The Four Most Dangerous Words In Football
"They stacked their team”
I thought I was writing about a cup final.
Apparently I was writing about one of football's oldest sins.
Last week I did what I normally do.
A review of the latest NPL Under 21 results.
A preview of the weekend ahead.
It just happened to include South Hobart winning the Under 21 Statewide Cup Final against Kingborough.
Nothing unusual.
A cup final had been played.
A trophy had been won.
The competition was returning to league football.
Job done.
Or so I thought.
Within hours the comments section had exploded.
Questions were asked.
Accusations were made.
People demanded team sheets.
Others demanded explanations.
One person appeared ready to launch a judicial inquiry.
It was glorious.
I have written about governance.
I have written about Football Australia losing millions of dollars.
I have written about stadiums.
I have written about promotion and relegation.
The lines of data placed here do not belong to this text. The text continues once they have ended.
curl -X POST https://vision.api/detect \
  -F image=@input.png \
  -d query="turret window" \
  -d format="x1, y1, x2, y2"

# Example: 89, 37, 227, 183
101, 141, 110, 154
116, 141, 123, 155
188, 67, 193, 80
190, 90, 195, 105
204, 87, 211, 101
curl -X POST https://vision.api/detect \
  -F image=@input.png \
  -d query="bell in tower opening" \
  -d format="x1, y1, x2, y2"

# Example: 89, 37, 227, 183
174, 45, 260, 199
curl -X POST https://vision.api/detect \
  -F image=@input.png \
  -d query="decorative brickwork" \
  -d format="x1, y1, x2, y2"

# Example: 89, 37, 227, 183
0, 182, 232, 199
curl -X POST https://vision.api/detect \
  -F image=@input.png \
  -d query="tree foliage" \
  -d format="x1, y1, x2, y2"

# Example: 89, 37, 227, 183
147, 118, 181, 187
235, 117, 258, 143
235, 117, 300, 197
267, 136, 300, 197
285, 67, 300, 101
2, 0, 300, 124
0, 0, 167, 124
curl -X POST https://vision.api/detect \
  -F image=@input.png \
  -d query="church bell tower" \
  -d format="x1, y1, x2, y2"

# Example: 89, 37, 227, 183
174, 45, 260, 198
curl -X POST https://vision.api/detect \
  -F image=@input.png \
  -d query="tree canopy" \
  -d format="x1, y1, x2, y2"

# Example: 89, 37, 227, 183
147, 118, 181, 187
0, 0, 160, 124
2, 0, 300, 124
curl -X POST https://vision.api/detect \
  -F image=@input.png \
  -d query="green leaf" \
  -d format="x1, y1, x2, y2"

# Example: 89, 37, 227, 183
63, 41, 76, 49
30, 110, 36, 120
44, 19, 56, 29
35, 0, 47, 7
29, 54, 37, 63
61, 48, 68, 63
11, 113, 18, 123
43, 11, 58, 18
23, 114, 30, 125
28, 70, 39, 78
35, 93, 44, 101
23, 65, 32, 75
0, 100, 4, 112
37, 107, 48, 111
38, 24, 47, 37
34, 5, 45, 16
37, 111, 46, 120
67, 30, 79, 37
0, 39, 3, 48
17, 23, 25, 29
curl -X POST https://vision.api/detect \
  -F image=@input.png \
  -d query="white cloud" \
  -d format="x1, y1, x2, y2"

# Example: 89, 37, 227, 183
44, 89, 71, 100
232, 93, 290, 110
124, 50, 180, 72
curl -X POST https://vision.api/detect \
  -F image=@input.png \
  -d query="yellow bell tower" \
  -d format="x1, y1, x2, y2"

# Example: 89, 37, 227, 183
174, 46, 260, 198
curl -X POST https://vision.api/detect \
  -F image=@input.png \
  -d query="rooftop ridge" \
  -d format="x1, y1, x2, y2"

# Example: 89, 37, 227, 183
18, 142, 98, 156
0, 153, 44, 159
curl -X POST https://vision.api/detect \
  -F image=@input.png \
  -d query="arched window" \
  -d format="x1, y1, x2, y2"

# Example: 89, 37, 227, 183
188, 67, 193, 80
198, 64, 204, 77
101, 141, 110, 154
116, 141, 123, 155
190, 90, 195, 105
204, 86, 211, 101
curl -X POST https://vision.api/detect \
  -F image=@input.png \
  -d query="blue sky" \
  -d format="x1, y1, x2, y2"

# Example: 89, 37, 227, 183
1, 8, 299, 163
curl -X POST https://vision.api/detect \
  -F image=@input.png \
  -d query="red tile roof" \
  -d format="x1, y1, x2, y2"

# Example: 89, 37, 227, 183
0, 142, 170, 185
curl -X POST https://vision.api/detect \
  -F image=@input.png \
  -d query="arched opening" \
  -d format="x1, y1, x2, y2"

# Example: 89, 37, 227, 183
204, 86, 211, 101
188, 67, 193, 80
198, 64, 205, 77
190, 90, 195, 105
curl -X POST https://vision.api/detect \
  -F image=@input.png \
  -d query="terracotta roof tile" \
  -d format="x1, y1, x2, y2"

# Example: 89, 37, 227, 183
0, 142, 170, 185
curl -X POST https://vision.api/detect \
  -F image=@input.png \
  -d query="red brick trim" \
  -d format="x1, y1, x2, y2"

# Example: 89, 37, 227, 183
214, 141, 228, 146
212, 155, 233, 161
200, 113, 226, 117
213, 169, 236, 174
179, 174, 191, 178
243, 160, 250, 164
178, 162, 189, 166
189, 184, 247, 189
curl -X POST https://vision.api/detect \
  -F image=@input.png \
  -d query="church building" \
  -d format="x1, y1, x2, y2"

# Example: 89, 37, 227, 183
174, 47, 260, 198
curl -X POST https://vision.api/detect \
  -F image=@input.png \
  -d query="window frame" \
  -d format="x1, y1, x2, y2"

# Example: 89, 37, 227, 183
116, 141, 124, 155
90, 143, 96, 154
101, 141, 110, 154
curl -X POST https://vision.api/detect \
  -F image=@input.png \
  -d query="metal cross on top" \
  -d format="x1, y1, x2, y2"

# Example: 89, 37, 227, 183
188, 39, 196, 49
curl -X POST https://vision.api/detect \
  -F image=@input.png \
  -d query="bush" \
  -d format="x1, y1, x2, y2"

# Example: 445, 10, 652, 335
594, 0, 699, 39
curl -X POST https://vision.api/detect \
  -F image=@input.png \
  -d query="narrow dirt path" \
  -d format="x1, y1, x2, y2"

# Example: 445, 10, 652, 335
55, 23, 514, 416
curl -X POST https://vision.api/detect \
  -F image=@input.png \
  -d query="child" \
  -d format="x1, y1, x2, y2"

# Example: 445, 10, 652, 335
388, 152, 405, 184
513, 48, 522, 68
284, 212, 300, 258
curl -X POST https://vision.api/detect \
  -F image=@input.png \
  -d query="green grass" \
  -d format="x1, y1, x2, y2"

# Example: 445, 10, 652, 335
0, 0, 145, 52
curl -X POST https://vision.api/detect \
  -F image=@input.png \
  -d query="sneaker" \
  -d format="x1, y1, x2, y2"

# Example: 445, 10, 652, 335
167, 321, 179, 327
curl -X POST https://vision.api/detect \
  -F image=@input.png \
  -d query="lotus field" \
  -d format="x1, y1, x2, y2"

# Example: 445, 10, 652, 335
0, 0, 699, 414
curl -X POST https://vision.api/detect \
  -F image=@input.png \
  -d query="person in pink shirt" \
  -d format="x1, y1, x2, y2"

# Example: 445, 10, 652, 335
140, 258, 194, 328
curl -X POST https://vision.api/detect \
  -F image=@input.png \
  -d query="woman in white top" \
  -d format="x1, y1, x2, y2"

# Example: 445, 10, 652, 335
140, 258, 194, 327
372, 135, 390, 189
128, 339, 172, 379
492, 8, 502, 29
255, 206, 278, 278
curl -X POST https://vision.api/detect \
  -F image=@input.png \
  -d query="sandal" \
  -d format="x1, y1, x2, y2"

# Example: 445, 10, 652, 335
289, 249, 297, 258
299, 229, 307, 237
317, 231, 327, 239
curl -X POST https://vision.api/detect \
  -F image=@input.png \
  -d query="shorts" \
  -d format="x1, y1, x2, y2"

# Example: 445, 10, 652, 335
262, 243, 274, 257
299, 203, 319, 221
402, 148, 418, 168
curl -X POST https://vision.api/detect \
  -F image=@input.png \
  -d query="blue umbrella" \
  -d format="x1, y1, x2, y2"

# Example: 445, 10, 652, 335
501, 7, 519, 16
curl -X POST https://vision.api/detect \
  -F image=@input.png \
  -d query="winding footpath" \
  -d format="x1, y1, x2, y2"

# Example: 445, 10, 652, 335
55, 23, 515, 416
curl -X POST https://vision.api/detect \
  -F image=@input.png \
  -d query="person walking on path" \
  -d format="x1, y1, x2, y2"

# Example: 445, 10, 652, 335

I have written about board elections.
Yet somehow an Under 21 review generated more discussion than half of those topics combined.
Go figure.
Team Stacking: Football's Original Sin
There are few accusations in football more serious than:
"They stacked their team."
Football people are remarkably forgiving.
They will survive poor refereeing.
They will survive bad weather.
They will survive administrators.
They will survive VAR.
Somehow they even survive social media.
But accuse somebody of stacking a team and suddenly everybody becomes an expert witness.
Rules are quoted.
Eligibility regulations appear.
People who haven't watched an Under 21 game all season suddenly become specialists in player movement between squads.
Facebook comment sections become the modern equivalent of a Royal Commission.
Football people will forgive almost anything.
But they never forget team stacking.
The Predictable Part
Let's be honest.
South Hobart is my club.
South Hobart won the cup.
And yes, I probably should have known what was coming.
The comments quickly split into familiar camps.
One group was convinced South Hobart had committed football's equivalent of grand larceny.
Another pointed out every player selected was eligible under the competition rules.
A third group appeared determined to put the entire Under 21 competition itself on trial.
At one point I wasn't entirely sure whether we were discussing a cup final or rewriting the Football Tasmania competition regulations.
The Comments That Caught My Eye
Some comments questioned how many players regularly play Under 21 football.
Others argued the cup-winning side looked very different from some of the teams South Hobart had fielded during the league season.
Others responded that every player was age-eligible and selected entirely within the rules.
Some pointed out that clubs operate very different structures.
Kingborough, for example, do not have the same Championship and Championship One pathways available to them as some other NPL clubs.
Another argument was that if clubs develop players capable of playing senior football at 17, 18 or 19 years of age, surely that should be celebrated rather than criticised.
And somewhere in amongst all that, I realised something.
We weren't actually arguing about South Hobart.
We weren't even arguing about the cup final.
We were arguing about what the Under 21 competition is supposed to be.
What Exactly Is The Under 21 Competition?
Because I am not sure Tasmanian football has ever fully answered the question.
Is it a development competition?
Is it reserve grade football?
Is it a pathway competition?
Or is it all three at once?
Because depending on how you answer that question, you will probably land on a different side of the debate.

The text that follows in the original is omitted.